I’ve learned that it’s good to go into sewer meetings prepared!
In June, a meeting of the Wilmette Village Board featured a “value engineering” study of the proposed Storm Sewer Improvement project.
In preparing for the meeting, I decided it was important to counterbalance the estimated cost for the proposed improvements, with the estimated cost of continued westside flooding, something that I’ve yet to see quantified in a comprehensive way.
After the meeting, several people asked me to explain the basis for my calculations, so here it is, with a few minor tweaks and “what ifs” to consider.
All my estimates are based on data from the Village of Wilmette, engineering studies paid for by Wilmette, the RainReady program of the Center for Neighborhood Technology, the US census, and Zillow.
For the board meeting, I made calculations using low-end numbers, to provide a base estimate of monetary losses due to westside flooding. Realistically, flood costs are probably much higher than what I reported at the meeting.
Calculating Westside Flood Damages
STEP ONE: Typical Cost of Flooding
First, I found the average payout for flood insurance and disaster relief claims filed by Cook County property owners. Based on CNT data, it looks like typical payouts range from $9,047 to $16,505:
I also found a CNT survey of Cook County residents that attempts to identify the full range of flooding issues. No surprise–flooding can be stressful and unhealthy! Flooding also typically leads to a combination of structural damage, property loss, and loss of work time, resulting in a combined total of up to $30,661 in damages.

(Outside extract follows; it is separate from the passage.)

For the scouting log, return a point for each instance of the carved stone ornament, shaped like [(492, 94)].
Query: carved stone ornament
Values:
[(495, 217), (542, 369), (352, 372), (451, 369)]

To be conservative, I decided to base my westside flooding costs on a low-end number: $7,769 which is the average cost of structural damage per flood.
STEP TWO: Impacted Properties Based on Storm Severity
In the June sewer meeting packet, I found the number of westside Wilmette properties expected to be damaged at each storm intensity.

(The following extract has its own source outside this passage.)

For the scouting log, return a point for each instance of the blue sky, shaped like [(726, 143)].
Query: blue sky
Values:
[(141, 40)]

The numbers are based on Burke Engineering models (described in the 2015 study), which incorporate hydraulics (existing sewer pipes), hydrologic (rainfall) data, permeable ground area, and elevations. Burke also matched residents’ flood reports to the models, confirming validity of the data. Predictably, the more severe the storm, the more structures are impacted:
STEP THREE: Our Recent Storm History, Based on Storm Severity
I used Wilmette Water Plant stats on rainstorms to determine how many storms, at each intensity level, Wilmette has experienced over the past three decades:
STEP FOUR: Total Westside Wilmette Storm Costs
Finally, to calculate total estimated flood costs for Wilmette westsiders, over the past three and half decades, I simply multiplied (storm occurrences x impacts x cost per impact) as shown next:
Just to establish a more complete range of estimated flood damages, I decided to repeat the calculations, using a higher value for damages: $15,000 which is still within reported ranges.

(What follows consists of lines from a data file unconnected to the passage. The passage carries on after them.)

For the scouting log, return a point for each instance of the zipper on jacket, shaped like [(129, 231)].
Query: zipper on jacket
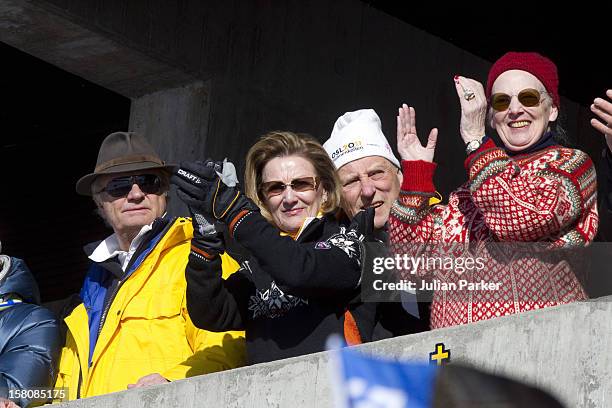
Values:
[(137, 253)]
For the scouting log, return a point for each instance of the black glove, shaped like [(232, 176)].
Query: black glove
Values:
[(207, 242), (201, 187)]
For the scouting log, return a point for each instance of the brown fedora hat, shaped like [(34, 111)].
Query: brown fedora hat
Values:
[(122, 152)]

In conclusion, westsiders have probably suffered somewhere between $45M to $87M in flood damages over the past three and half decades.
Another Flooding Impact: Overall Property Devaluation
In addition to the immediate damages from each storm event, there’s also a long-term impact on property values.
According to the CNT case study (The Prevalence and Cost, p 24), homes that experience basement flooding lose 10 to 25 percent of their value.
To calculate the total impact on westside property values, I went to Zillow and looked for the low end of home sale prices on the westside, and came up with $309,746. However, since then, I’ve located the Median Wilmette Home Value, reported in the US Census Quick Facts for 2015, which was $629,000.
Next, I multiplied the low and median home values by 700 (total impacted homes) to get total affected property value, then calculated a 10 and 25 percent loss:
At the June meeting, I reported on my low-end estimate of property devaluation. But the actual impact of flooding on westside property values is likely to be somewhere in between $21M to $110M.
As usual, investigation leads to more “ah ha” moments, as well as some head scratching.
- We’ve had so-called “2-year” storms more frequently than every two years. These storms result in westside storm sewer surcharging. Do we have data to calculate low-level storm damages?
- My calculations are based past storm data. But due to climate change, we are seeing worse–not better–rainfall trends. So how much worse will future flooding be?
- The proposed storm sewer project will prevent flooding damages for 10-year storms. But how much can we expect to benefit from an overall reduction in frequency/severity of flooding?
- Can we leverage the benefits of grey infrastructure projects by incorporating green infrastructure and development/design changes?
- If sewers represent a long-term investment, shouldn’t Wilmette be making decisions based on 50- to 100-year village infrastructure and development plans?